Bank Makramah Limited (بینک مکرمہ لمیٹڈ), formerly Summit Bank, is a Pakistani Islamic bank based in Karachi, Pakistan.

==History==
=== 2006–2010: Arif Habib Bank ===
Bank Makramah Limited's origins go back to Rupali Bank Limited, which had a limited presence as a foreign bank. Due to an increase in paid-up capital requirements by the State Bank of Pakistan, it became difficult for the bank to operate as a stand-alone entity. In 2006, Arif Habib Securities Limited acquired the Pakistani operations of Rupali Bank Limited, under the Scheme of Amalgamation by the State Bank of Pakistan. The resulting bank was named Arif Habib Rupali Bank, and it began operations on 5 August 2006.
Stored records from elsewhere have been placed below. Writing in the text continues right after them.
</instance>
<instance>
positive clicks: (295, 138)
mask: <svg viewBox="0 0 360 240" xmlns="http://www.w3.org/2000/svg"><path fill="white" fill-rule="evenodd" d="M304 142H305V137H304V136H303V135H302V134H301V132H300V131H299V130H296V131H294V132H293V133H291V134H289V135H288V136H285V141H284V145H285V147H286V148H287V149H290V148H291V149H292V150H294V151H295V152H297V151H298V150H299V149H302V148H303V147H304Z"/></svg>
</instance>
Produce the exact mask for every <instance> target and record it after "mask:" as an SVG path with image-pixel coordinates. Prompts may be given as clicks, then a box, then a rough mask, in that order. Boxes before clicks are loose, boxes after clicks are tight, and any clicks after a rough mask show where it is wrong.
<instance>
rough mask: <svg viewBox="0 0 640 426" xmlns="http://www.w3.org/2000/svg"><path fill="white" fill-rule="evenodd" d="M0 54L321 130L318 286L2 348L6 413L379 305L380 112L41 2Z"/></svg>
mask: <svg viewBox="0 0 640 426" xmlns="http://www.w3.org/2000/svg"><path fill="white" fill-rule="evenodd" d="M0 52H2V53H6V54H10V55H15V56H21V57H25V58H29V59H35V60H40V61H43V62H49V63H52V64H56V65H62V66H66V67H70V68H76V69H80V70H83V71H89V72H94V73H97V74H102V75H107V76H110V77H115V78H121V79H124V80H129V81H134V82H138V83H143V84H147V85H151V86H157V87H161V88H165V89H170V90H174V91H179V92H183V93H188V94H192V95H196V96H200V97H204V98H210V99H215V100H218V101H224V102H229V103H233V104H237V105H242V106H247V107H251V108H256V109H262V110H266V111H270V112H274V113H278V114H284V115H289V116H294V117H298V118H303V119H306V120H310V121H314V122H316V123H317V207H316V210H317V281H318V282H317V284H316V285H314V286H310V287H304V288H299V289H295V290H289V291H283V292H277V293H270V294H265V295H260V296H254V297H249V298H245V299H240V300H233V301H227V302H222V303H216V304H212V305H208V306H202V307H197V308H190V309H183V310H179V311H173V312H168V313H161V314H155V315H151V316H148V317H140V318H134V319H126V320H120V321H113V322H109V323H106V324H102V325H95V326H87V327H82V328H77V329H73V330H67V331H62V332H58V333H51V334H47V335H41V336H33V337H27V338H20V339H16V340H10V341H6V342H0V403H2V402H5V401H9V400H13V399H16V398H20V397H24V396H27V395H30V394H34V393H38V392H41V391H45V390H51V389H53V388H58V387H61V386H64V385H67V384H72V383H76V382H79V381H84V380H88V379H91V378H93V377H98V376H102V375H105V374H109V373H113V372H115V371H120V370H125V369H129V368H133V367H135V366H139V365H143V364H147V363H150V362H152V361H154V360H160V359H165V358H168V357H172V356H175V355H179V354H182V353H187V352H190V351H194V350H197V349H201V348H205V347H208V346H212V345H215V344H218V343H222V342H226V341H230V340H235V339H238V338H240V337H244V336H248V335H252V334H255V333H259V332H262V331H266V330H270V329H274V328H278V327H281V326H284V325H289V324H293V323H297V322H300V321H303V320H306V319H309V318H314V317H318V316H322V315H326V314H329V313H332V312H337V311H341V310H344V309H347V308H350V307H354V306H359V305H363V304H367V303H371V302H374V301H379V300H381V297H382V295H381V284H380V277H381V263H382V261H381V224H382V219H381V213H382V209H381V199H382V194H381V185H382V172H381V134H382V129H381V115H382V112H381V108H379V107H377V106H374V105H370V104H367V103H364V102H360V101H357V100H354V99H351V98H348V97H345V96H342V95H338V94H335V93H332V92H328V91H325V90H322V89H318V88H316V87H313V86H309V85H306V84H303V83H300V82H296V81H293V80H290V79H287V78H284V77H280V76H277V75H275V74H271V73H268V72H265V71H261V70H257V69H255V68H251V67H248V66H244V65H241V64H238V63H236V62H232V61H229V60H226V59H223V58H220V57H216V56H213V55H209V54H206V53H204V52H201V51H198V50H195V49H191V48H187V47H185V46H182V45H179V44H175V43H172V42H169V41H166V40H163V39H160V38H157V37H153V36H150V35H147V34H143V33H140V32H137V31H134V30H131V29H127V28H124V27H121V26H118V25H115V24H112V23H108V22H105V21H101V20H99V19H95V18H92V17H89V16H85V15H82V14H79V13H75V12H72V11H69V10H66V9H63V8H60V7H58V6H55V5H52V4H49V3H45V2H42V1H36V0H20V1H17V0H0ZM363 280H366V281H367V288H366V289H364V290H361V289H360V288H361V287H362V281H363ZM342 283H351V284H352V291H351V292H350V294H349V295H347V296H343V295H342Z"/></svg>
In 2008, then known as Arif Habib Bank was listed on the Karachi Stock Exchange.

=== 2010–2023: Summit Bank ===
In 2010, Suroor Investments Ltd. acquired a 59.41 percent stake in Arif Habib Bank Ltd. Suroor Investments is an investment firm based in Mauritius. Later in 2010, Arif Habib Bank Ltd. was rebranded under the name of Summit Bank Ltd.

Suroor Investments Ltd. acquired the majority shares of Atlas Bank Ltd. and MyBank Ltd. and these banks were later on came under the umbrella of Summit Bank Ltd., increasing the network of the bank to over 193 branches in the country.

=== 2023–present: Bank Makramah ===
In November 2023, Summit Bank Limited was converted into an Islamic bank and accordingly renamed as Bank Makramah Limited.

== Shareholding pattern ==
In April 2023, Dubai-based businessman, Nasser Abdullah Hussain Lootah acquired a majority stake in Bank Makramah.